In the center of the stormy scandal was a striking blonde by the name of Lillian Tailford Belt. known by many as “Ginger”.  She was accused of running the operation for decades, since the 1950’s.  She was also linked to the notorious Rosie Pasco of Port Clinton who was reputed to have a run a similar operation for many years near Camp Perry during the war years when that area was home to thousands of lonely soldiers. Rose Pasco was also charged.  The evidence and testimony in the 1972 trial against Lillian and her co-defendants was  overwhelming. The federal agencies that orchestrated the case had done their homework.  Lillian Belt was convicted and sentenced to a four-year term at a women’s federal prison facility in Arizona, the state where she had been living in the years prior to the federal raid on the “Clock”.

Because of the “Clock’s” location at the corner of Woodville Road and Fostoria Road, about 5 miles northwest of Genoa,  I actually knew Lillian. Not well, but during the mid-60’s while I was a carryout boy at a popular Genoa grocery store where Lillian and her two children often shopped for groceries.Not just for their River Road home near Elmore, but also for the women who worked and stayed at the “Round the Clock”whorehouse.  It was my job, at times, to deliver groceries to both locations. My education in the ways of the world began early. It was always hard for me to believe that the local law enforcement agencies didn’t know what was going on there, when as a 16-year-old, I knew, and so did everybody else.
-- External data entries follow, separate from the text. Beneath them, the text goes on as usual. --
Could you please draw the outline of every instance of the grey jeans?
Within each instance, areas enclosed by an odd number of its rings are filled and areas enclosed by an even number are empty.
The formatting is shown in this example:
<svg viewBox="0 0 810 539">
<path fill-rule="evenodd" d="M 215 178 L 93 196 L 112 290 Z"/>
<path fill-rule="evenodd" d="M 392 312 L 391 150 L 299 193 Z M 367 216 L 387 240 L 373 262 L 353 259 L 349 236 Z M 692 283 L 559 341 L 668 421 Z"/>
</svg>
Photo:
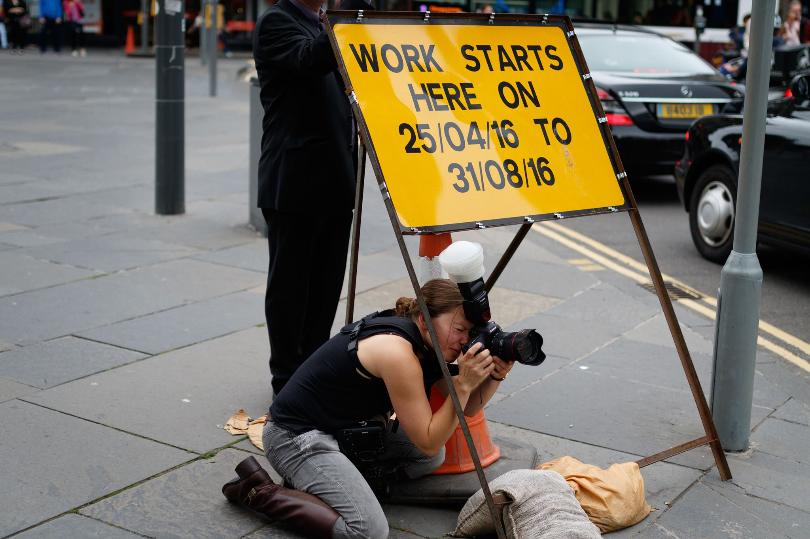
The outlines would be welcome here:
<svg viewBox="0 0 810 539">
<path fill-rule="evenodd" d="M 340 514 L 335 539 L 384 539 L 388 520 L 363 475 L 340 452 L 335 438 L 319 430 L 296 436 L 268 421 L 263 433 L 264 450 L 273 468 L 297 490 L 314 494 Z M 402 429 L 389 433 L 380 462 L 396 465 L 406 477 L 427 475 L 444 462 L 444 448 L 428 457 Z"/>
</svg>

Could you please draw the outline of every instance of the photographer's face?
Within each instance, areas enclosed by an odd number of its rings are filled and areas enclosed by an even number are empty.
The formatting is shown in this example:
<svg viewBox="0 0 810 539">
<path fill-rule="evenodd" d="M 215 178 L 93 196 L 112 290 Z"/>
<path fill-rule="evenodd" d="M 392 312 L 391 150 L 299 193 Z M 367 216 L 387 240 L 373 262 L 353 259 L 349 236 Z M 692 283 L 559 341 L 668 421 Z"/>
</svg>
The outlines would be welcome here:
<svg viewBox="0 0 810 539">
<path fill-rule="evenodd" d="M 430 335 L 427 325 L 420 320 L 420 327 L 423 327 L 423 337 L 425 342 L 430 344 Z M 450 312 L 433 317 L 433 325 L 439 337 L 439 346 L 442 349 L 444 360 L 452 363 L 461 354 L 461 348 L 470 340 L 470 330 L 473 325 L 464 318 L 464 309 L 456 307 Z"/>
</svg>

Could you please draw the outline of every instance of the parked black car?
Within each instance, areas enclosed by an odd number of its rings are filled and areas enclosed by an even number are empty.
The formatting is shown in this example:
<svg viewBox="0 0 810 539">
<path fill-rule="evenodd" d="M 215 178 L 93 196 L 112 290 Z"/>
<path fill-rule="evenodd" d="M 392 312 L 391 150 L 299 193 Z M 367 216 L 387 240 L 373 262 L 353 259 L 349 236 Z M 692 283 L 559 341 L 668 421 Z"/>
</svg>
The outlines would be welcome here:
<svg viewBox="0 0 810 539">
<path fill-rule="evenodd" d="M 575 27 L 631 180 L 671 174 L 692 121 L 742 107 L 742 86 L 668 37 L 635 26 Z"/>
<path fill-rule="evenodd" d="M 759 208 L 760 242 L 810 249 L 810 75 L 765 125 Z M 692 241 L 705 258 L 725 262 L 734 240 L 742 115 L 697 120 L 675 167 L 678 195 L 689 212 Z"/>
</svg>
So for me, it was not just journalistic curiosity, but also personal inquiry, that led me to recently wonder whatever happened to Lillian Pasco Tailford Belt. What happened after she left prison? Did she ever come back to Ohio? Was she even alive?  That I assumed was not probable, given that 40 years had passed since the trial and she was at least 30 years my senior. I just assumed she had probably gone to her final reward many years ago. And after some Internet searches, I did confirm that she, in fact, had passed away, but just a few years ago, in 2009, in her beloved Phoenix at the age of 90.  The obit was really just a short death notice. I’ve been unable to find any other information, nor was there any mention of her one-time public celebrity in Ohio. Even the Toledo Blade missed the event.  Her final days merely yielded a short notice in the Phoenix paper and a schedule for the funeral service. It appears that she must have lived out the balance of her life after the Toledo court case(over 35 years) in relative obscurity in Paradise Valley, Arizona.   Now as a storyteller by nature, this has bothered me. I wish I could have had the chance to have listened to and documented her life story. All of the stories and colorful memories that had no doubt  grown in the garden of her most unusual life.  One can only surmise that Lillian had much more to tell, much more to reveal, more more to have riveted our attention, beyond what had surfaced in the Toledo trial. What a story – still untold.

Today, as I pass by the corner of Woodville and Fostoria roads, the old “Round the Clock” truck stop and house of ill-repute is long gone, burned down and replaced, ironically by a bank. Nothing left on the corner to remind us or future generations of what took place there. How on so many nights, the parking lot at this rural outpost, would be filled with a fleet of yellow taxi cabs from Toledo who brought out men day and night for sample of what was NOT on the menu , how the red hand on the big neon clock on the otuside of the white aluminum siding would blink round and round in circles as an invitation to stop in and see for yourself what earthly “delights” were to be found up the back stairs.   But 40 years have passed.  The “clock” has now stopped. For good. Along  with a moment in time that lives only for those who remember.